There are plenty of privacy-invading marketing ploys to worry about in life. Some examples are in your face, some are more subtle. And a relatively new kind manages to be outright invisible.
In the most inconspicuous hustle of all, apps have increasingly incorporated ultrasonic tones to track consumers. They ask permission to access your smartphone microphone, then listen for inaudible “beacons” that emanate from retail stores, advertisements, and even websites. If you’re not paying attention to the permissions you grant, you could be feeding marketers information about your online browsing, what stores you go to, and what products you like and dislike without ever realizing it.
There are certainly legitimate uses of “ultrasonic cross-device tracking” technology. Some apps are part of rewards programs that automatically offer customers promotions when they visit particular stores. Others facilitate ticketing at events like sports games.
But plenty of apps deploy it without so clear a use case, at least as far as direct benefits for the person who downloads them. In fact, research presented last week at the IEEE European Symposium on Security and Privacy found 234 current Android applications that incorporate a particular type of ultrasonic listening technology. That doesn’t quite constitute widespread distribution, but the infrastructure to support it has landed in more and more apps every year. And there are many mainstream examples, like the Philippines versions of the McDonald’s and Krispy Kreme apps. That doesn’t mean these apps have the function turned on, necessarily, but they are ready to support it at any time.

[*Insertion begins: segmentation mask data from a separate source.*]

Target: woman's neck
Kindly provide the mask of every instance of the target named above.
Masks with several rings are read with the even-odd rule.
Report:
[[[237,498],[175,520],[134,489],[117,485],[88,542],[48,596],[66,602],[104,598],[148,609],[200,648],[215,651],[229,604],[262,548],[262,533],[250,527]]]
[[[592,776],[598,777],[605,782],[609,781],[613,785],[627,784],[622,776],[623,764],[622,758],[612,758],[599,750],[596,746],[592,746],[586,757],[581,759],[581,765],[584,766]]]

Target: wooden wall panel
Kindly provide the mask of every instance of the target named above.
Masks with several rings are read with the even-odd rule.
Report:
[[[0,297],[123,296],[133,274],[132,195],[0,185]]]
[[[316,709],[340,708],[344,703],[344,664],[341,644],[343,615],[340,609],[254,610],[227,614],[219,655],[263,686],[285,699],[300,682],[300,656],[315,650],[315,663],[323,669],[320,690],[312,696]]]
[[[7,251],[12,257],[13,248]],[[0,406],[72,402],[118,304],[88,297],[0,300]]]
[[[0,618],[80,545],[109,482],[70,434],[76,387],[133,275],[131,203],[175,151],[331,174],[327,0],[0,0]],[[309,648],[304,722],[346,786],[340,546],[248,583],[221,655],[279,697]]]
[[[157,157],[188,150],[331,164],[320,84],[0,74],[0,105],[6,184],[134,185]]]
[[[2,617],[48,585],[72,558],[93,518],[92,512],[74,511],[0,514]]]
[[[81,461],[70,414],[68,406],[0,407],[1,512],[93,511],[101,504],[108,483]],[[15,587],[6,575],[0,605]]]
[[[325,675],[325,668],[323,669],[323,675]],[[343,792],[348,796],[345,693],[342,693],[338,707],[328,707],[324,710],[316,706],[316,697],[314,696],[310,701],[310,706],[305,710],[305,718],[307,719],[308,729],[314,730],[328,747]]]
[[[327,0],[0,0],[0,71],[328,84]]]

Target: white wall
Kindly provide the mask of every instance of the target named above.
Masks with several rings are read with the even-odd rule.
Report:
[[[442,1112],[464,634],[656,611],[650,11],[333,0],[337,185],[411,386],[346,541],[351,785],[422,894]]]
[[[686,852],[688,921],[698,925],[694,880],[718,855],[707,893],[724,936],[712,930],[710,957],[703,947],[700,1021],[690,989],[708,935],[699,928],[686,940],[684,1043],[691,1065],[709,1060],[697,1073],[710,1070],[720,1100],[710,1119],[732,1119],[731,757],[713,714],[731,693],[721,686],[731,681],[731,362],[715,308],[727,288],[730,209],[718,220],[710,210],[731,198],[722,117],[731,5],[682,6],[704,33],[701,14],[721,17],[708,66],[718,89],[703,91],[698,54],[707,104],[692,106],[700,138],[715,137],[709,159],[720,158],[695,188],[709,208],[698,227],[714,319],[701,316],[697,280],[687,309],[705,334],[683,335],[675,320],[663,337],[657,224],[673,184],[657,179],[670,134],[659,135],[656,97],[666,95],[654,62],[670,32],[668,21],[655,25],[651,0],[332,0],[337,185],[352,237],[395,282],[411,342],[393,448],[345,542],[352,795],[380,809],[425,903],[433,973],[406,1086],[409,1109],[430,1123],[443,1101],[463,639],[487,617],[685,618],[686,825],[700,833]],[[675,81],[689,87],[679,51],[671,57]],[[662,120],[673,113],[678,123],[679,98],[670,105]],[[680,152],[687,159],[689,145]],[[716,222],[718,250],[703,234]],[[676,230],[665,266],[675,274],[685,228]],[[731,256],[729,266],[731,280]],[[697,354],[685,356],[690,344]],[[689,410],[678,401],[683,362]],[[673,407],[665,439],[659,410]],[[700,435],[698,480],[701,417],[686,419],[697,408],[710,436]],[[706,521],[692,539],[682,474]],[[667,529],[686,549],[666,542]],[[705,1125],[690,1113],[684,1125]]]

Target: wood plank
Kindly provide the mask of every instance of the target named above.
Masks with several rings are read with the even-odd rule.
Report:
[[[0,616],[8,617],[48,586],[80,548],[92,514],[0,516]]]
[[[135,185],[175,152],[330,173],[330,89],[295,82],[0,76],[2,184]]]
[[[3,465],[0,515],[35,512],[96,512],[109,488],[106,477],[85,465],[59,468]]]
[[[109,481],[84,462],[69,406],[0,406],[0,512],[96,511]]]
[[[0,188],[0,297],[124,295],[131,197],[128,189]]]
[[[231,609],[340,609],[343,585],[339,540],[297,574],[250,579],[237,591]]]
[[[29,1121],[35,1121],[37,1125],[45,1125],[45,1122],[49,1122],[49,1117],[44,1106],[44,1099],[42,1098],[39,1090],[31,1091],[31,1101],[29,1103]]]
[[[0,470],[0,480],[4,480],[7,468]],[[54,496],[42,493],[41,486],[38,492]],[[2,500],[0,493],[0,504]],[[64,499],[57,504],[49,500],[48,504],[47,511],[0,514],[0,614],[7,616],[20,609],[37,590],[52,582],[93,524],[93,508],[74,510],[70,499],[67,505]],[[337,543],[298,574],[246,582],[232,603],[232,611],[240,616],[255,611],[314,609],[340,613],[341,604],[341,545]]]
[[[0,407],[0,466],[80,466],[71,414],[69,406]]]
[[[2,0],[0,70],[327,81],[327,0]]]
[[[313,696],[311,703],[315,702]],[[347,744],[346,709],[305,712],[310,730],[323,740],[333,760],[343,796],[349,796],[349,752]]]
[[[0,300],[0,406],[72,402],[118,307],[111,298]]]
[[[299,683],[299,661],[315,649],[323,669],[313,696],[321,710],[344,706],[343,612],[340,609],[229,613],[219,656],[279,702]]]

Beacon technology is also showing up in more physical locations. While the researchers didn’t find any ultrasonic tones being broadcast out on a sampling of television programming from seven countries, they did find that four of the 35 retail stores they visited around Germany did have beacons installed. “It was really interesting to find beacons at the entrance of some stores in two German cities,” says Erwin Quiring, a privacy and Android security researcher who worked on the study. “It affects all of us if there’s some kind of privacy invasive technique we don’t know about and which runs silently on phones.”